This July I participated in Camp NaNoWriMo, my first crack at this sort of writing “sprint.” I failed spectacularly.
The original NaNoWriMo, held every November, challenges writers to bang out a 50,000-word novel in thirty days. The “Camp” allows writers to set their own word count goal. The time was right: Finally, after countless outlines, isolated scenes, and false starts, I had a few thousand words of a new novel. I didn’t hate them. That weren’t completely wrong. I knew the story I wanted to tell. I knew the characters well enough to trust where they led me. I set a modest goal: 15,500 words, just 500 a day. I had a lot going on, personally, but I figured I’d work around it. I was determined to try.
I did not come close. Life interfered, as I feared it might.

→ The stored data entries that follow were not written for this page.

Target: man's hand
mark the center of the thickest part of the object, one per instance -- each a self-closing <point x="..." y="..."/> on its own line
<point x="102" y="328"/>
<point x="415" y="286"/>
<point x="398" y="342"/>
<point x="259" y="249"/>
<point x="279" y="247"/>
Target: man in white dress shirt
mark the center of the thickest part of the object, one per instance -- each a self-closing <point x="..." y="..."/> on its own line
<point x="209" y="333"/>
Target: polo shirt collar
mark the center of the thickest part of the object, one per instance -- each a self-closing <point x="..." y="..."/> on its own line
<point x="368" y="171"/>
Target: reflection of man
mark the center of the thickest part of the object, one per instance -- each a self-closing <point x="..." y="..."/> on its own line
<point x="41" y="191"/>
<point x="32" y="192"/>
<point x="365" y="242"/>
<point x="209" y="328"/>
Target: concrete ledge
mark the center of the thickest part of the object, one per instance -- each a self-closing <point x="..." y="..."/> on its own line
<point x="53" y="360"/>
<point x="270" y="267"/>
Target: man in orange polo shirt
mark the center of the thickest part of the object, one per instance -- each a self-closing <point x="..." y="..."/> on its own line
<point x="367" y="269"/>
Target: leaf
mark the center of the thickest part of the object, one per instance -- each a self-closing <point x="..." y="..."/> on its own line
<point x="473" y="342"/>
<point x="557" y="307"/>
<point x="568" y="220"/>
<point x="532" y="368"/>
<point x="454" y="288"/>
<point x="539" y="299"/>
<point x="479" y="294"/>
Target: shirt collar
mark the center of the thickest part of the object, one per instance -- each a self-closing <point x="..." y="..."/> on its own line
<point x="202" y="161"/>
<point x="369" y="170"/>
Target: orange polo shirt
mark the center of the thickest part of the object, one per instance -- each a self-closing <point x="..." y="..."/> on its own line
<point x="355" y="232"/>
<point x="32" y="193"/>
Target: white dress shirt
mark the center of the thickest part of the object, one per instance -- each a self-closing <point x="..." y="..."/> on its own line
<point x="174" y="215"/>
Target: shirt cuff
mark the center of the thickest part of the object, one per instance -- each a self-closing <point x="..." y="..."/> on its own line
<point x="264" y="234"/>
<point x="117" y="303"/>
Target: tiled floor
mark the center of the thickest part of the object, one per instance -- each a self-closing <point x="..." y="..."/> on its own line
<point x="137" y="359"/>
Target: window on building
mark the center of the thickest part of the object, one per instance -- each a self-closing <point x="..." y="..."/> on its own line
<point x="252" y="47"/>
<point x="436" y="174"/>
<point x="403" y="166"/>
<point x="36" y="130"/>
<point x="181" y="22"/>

In all the ways that feed and distract a writer. I wrote a fraction of what I’d hoped. I failed but I wrote 4,349 words. 4,349 new words building on those already written, pointing me more clearly in the direction this novel will take. 4,349 words that brought my characters to life and sent me into fits of deep planning. 4,349 words is not much. Not enough. But it’s a lot more than I wrote the month before.

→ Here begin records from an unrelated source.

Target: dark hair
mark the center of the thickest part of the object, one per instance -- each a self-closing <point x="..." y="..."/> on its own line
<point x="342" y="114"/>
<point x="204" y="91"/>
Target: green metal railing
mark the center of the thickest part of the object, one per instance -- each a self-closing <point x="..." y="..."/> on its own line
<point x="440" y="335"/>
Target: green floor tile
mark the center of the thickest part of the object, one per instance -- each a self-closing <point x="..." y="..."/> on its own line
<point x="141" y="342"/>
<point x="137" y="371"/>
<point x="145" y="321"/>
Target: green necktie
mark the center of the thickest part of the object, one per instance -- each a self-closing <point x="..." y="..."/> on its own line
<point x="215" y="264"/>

If I want to finish this novel I’d better return to this manuscript every single day, give myself increasingly ambitious word count goals. I know I can do it. I’ve completed and revised (and revised) two novels and rewritten one word by word. That one, Not On Fire, Only Dying, was published last year.
I will return to it (what a relief!) when I appear at the Decatur Book Festival‘s Emerging Writers Stage at 2:20 PM on Sun Sept 4. I’ll give a very brief reading, followed by a signing. Not On Fire, Only Dying will be available for purchase throughout the festival.
Now I should get back to work. I’ve got lots more failing to do.